Conditions for $ax^2+ax+1$ to be a perfect square. I look for the conditions for $ax^2+ax+1$ to be a perfect square, like some sort of recursive algorithm. I have a fixed $a$ and I would like to express $x$ in terms of $a$ or any other form. (My peculiar case is $52x^2+52x+1$). Any help would be appreciated! 
 A: Take $v=2x+1,$ your question becomes the Pell type
$$ w^2 - av^2 = 4-a  $$
This always has solutions using $w=2, v=1,$ which is just $x=0.$
You also need to solve $w^2 - a v^2 = 1,$ which is the original Pell equation. For example, $ \; 649^2 - 52 \cdot 90^2 = 1 $
A: if $a=4$, $x$ is any integer.
Assume $a \ne 0$,
$ax^2+ax+1 = 1$,   solution $x = 0, -1$
$ax^2+ax+1 = 4$,   solution $x = \frac{1}{2}\left(\frac{1}{\sqrt{\frac{a}{a+12}}}-1\right)$
$ax^2+ax+1 = 9$,   solution $x = \frac{1}{2}\left(\frac{1}{\sqrt{\frac{a}{a+32}}}-1\right)$
$ax^2+ax+1 = 16$,  solution $x = \frac{1}{2}\left(\frac{1}{\sqrt{\frac{a}{a+60}}}-1\right)$
$ax^2+ax+1 = 25$,  solution $x = \frac{1}{2}\left(\frac{1}{\sqrt{\frac{a}{a+96}}}-1\right)$
$ax^2+ax+1 = 36$,  solution $x = \frac{1}{2}\left(\frac{1}{\sqrt{\frac{a}{a+140}}}-1\right)$
$ax^2+ax+1 = 49$,  solution $x = \frac{1}{2}\left(\frac{1}{\sqrt{\frac{a}{a+192}}}-1\right)$ 
Any pattern ? 12, 32, 60, 96, 140, 192,...

12 - 0 = 10 + 2
32 - 12 = 20 - 0
60 - 32 = 30 - 2
96 - 60 = 40 - 4
140 - 96 = 50 - 6
192 - 140 = 60 - 8  
Seems there is a pattern. 
$$x =  \frac{1}{2}\left(\frac{1}{\sqrt{\frac{a}{a+\sum_{i=1}^{z}(8i+4)}}}-1\right)$$
where, $z \in \mathbb{N}$
A: You can find many things.

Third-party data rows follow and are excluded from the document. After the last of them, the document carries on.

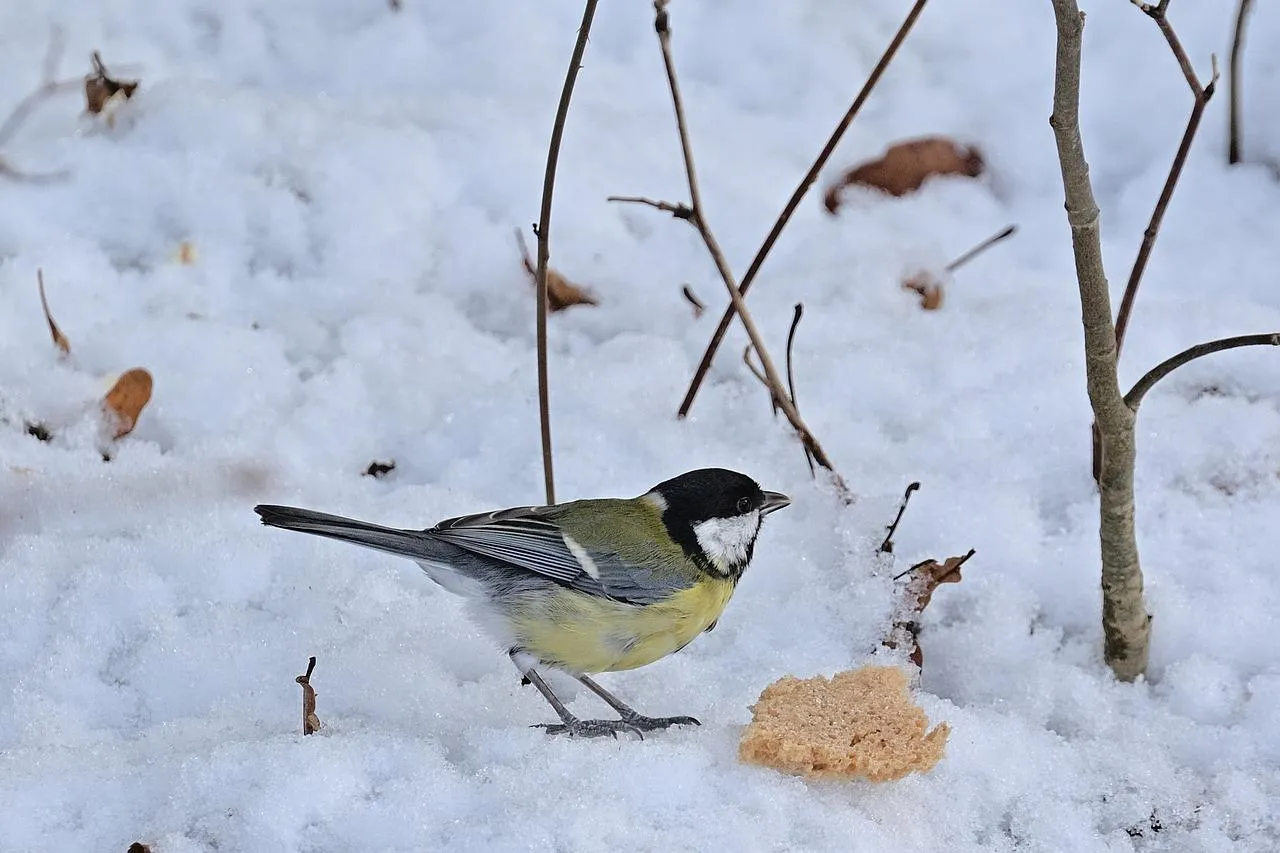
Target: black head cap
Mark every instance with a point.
(713, 493)
(709, 493)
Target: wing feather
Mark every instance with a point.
(530, 539)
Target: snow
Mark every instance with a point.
(351, 178)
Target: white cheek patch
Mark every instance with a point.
(583, 557)
(727, 542)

Some include:


*

*$x\equiv 1\bmod 3 \implies a\not\equiv 2 \bmod 3$

*$x\equiv 1,2 \bmod 4 \implies a\equiv 0 \bmod 2$

*$2a+1\equiv z^2 \pmod {x-1}$ or mod any of $x-1$'s factors. 

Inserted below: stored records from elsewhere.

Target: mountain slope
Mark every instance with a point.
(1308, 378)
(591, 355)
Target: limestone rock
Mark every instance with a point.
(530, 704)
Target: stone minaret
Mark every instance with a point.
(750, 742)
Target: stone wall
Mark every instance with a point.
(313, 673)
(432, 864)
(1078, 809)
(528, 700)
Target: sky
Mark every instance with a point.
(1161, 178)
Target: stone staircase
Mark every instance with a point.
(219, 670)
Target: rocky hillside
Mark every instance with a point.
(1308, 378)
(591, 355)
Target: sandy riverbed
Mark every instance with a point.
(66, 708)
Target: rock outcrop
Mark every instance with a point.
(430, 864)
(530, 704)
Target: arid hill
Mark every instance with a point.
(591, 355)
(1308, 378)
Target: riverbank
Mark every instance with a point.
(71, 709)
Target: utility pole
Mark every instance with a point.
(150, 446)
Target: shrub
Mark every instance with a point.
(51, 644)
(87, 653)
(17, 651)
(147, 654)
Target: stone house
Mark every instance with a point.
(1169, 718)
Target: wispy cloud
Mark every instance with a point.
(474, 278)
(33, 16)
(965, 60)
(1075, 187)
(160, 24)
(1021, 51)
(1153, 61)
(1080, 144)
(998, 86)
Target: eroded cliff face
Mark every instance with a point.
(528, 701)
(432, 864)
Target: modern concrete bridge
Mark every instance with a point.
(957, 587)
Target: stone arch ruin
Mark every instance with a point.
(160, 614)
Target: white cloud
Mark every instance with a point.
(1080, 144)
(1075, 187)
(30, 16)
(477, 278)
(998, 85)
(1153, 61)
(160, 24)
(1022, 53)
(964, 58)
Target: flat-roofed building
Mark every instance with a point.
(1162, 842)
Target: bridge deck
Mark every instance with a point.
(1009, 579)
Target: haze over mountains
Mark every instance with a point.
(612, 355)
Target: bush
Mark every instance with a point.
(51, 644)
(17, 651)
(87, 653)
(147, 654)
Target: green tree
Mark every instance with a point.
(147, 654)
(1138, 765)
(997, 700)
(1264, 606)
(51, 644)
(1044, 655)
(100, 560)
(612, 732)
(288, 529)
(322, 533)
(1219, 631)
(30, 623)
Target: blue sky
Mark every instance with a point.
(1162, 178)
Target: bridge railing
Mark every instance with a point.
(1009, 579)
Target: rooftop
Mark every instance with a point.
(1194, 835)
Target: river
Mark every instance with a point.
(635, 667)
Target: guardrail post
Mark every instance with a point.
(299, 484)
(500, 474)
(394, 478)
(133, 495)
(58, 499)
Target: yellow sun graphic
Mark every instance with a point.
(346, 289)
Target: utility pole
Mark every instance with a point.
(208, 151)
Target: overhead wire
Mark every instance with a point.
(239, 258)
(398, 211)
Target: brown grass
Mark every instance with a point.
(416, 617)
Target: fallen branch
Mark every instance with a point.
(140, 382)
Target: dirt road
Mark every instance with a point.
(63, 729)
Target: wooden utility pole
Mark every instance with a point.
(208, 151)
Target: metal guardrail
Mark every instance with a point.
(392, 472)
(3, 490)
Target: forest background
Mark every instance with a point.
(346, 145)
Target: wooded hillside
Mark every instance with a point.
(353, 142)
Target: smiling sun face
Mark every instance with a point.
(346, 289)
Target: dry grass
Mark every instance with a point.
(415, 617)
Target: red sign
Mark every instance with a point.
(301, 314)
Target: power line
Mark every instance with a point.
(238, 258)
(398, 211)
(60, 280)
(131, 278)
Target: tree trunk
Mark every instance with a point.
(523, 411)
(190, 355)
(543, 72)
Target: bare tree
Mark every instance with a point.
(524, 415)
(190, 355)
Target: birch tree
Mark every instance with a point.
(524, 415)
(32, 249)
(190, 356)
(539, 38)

*$x^2+x+1\equiv c^2\pmod{a-1}$ or mod any of $a-1$'s factors. 

*etc.


most of this is modular arithmetic 101. Basic case attempts, and quadratic residues. Polynomial remainder theorem thrown in at the end cases.  You can continue locking it down mod a-y and x-y.